3. Shrink the local attack surface
Copy Fail is a local privilege escalation: the attacker already needs a foothold as a low-privileged user. Make that foothold less useful.
- Block the AF_ALG socket family for untrusted processes with a seccomp filter that denies socket(AF_ALG, …).
- Use SELinux or AppArmor to restrict which domains can reach the crypto socket interface.
- Limit unprivileged user namespaces where you don’t need them — they’re a common stepping stone to kernel interfaces.
4. Harden containers and Kubernetes nodes
The page cache lives at the shared host kernel, so one vulnerable node can expose every workload running on it.
- Don’t co-locate untrusted or multi-tenant workloads on unpatched nodes.
- Apply a seccomp profile that blocks AF_ALG; the default runtime profiles don’t reliably cover it.
- Drop unnecessary capabilities and run containers as non-root.

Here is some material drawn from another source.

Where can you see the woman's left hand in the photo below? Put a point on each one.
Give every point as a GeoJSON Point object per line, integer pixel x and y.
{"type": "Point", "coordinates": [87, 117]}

- For genuinely untrusted code, use stronger isolation such as gVisor or Kata Containers so workloads don’t share the host kernel directly.
5. Adjust detection
Because Copy Fail never touches the file on disk, file-integrity monitoring that compares disk hashes is blind to it. Shift detection toward the exploit’s behavior instead.
- Alert on unusual AF_ALG socket creation and splice() activity from processes that have no business doing crypto.
- Watch for unexpected root shells spawned from low-privileged sessions.
- Lean on EDR and behavioral detection for privilege-escalation patterns rather than static file checks.
Bottom line: patch now, disable algif_aead if you can’t, and assume disk-based integrity checks won’t see it.